‘So Disappointed’: Gayle King Gets Dragged for Bringing Up Kobe Bryant’s 2003 Sexual Assault Case During Her Interview With Lisa Leslie

Gayle King is getting skewered on social media after she kept bringing up Kobe Bryant‘s 2003 sexual assault charge that was dismissed.

Bryant, his 13-year-old daughter Gianna Bryant, as well as seven others were killed in a helicopter crash in Calabasas, California, on Jan. 26, and many thought it was extremely low class of King to bring up the sexual assault case.

Gayle King got slammed on social media for bringing up Kobe Bryant’s 2003 sexual assault charge during an interview. (Photos: Jamie McCarthy/Getty Images Entertainment via Getty Images, Lisa Blumenfeld/Getty Images Sport via Getty Images)

Gayle spoke with WNBA legend Lisa Leslie on “CBS This Morning” in an interview that aired this week and said Bryant’s legacy is “complicated.”

Then at the 3:44 mark of the clip, she asked Leslie if Bryant’s legacy is complicated for her as a woman and former WNBA player.

“It’s not complicated for me at all,” Leslie answered.

The former Los Angeles Sparks star then said Bryant wasn’t the kind of guy who would prey on women when they hung out at nightclub, for example.

Leslie and the late Los Angeles Lakers star were longtime friends, and she said he was different from the other men she knows in the NBA.

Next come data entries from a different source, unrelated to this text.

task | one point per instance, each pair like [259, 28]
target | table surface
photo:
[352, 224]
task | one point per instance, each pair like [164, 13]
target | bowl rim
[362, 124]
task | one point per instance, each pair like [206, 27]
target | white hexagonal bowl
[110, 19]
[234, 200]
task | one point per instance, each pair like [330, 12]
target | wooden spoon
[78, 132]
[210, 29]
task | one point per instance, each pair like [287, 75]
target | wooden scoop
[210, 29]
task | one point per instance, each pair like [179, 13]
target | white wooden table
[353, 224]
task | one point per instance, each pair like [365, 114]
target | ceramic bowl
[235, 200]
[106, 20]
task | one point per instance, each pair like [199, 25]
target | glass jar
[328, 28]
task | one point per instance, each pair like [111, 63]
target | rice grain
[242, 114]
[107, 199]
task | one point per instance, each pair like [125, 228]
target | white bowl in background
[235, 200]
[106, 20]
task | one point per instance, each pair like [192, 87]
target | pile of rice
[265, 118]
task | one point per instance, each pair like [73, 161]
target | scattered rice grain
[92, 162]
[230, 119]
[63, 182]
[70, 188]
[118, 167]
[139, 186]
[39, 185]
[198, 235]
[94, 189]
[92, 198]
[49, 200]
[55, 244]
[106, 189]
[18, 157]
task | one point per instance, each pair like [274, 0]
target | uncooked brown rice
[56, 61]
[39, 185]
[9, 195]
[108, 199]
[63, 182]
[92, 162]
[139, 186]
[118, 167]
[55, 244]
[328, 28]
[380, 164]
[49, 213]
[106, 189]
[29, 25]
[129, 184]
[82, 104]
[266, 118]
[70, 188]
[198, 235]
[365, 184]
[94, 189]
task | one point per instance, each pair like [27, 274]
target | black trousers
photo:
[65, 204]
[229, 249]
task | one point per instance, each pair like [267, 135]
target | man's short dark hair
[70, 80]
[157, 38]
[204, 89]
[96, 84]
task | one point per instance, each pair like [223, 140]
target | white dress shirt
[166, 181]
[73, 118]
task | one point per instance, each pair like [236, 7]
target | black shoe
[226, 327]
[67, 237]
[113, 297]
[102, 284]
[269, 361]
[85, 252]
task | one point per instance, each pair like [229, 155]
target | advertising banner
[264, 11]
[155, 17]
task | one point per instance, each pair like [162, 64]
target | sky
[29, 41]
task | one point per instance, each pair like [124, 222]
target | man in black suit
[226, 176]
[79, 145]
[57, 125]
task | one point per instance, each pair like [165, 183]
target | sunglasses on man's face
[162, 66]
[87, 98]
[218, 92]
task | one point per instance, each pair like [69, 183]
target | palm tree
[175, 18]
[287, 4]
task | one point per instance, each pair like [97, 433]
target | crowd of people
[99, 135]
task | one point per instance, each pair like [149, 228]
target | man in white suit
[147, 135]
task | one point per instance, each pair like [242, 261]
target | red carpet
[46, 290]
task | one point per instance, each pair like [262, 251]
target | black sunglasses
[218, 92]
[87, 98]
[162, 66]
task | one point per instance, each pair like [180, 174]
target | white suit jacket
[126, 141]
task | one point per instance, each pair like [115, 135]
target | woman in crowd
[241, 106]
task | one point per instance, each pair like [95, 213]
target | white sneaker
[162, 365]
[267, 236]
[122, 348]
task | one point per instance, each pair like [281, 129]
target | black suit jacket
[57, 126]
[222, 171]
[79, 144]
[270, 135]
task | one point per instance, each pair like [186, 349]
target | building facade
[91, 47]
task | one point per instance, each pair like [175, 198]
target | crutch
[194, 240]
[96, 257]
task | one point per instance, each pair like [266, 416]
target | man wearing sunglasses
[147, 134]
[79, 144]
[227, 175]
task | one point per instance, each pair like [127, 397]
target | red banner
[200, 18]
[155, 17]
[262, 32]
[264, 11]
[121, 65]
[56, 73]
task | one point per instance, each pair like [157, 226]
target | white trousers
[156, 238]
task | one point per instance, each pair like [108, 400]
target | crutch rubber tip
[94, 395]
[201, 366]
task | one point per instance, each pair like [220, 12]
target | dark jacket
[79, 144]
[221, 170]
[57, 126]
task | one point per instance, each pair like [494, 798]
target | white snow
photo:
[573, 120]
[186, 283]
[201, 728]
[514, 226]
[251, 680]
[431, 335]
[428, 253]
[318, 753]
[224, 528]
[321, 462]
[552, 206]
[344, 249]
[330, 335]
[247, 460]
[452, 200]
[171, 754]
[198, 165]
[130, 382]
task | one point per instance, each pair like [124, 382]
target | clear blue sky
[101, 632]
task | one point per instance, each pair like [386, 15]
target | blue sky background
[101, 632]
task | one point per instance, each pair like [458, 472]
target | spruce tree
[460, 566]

“I just have never seen him be the kind of person that would do something to violate a woman or be aggressive in that way. That’s just not the person that I know,” Leslie explained.

“But Lisa, you wouldn’t see it, though,” King shot back. “As his friend you wouldn’t see it.”

The “CBS This Morning” host then asked if it was fair to bring up Bryant’s sexual assault case since it was dismissed and he’s now gone.

“I think the media should be more respectful at this time,” Leslie answered. “If you had questions about it, you’ve had many years to ask him that. I don’t think that it’s something that we should keep hanging over his legacy.”

Leslie then brought up the dismissal of the case, and King interrupted her and reminded her that the woman refused to testify.

King also referred to the woman as a “victim” instead of an “accuser,” which some might say reveals her true feelings about the case.

The backlash King received for the interview is similar to the negative criticism her best friend Oprah Winfrey received for interviewing Wade Robson and James Safechuck. Both men accused Michael Jackson of sexually abusing them when they were children.

Their claims were made into the HBO docuseries “Leaving Neverland,” and Winfrey spoke to them around the time it aired.

Many said that Winfrey is focusing on Black men being accused of sexual crimes and not people like Hollywood producer Harvey Weinstein, who was accused of sexually assaulting a number of women and is currently on trial on charges related to some of those accusations.

Winfrey was also criticized for attaching her name to a documentary about the sexual assault accusations surrounding Russell Simmons.

She later backed out of working with that project, but the backlash hasn’t stopped.

As for King, the former NBA player Matt Barnes, who played with Bryant on the Lakers, wrote a message that seemed to be about the interview.

“It use to be ‘them’ lately it’s been ‘us’ smfh,” wrote Barnes on social media.

Many others also slammed King.

“Smh so disappointed with gayle smh it really be your own damn ppl sometime 🙄,” wrote someone on Instagram.

“Really Gayle! You are reaching and you don’t even have to! This isn’t your R.Kelly interview,” wrote someone else.

“Lisa Leslie did a great job of setting her straight and shutting her down,” a third person commented.

Plus, a fourth wrote that, “Oprah and Gayle need to retire to their vegetable gardens. It’s been fun.”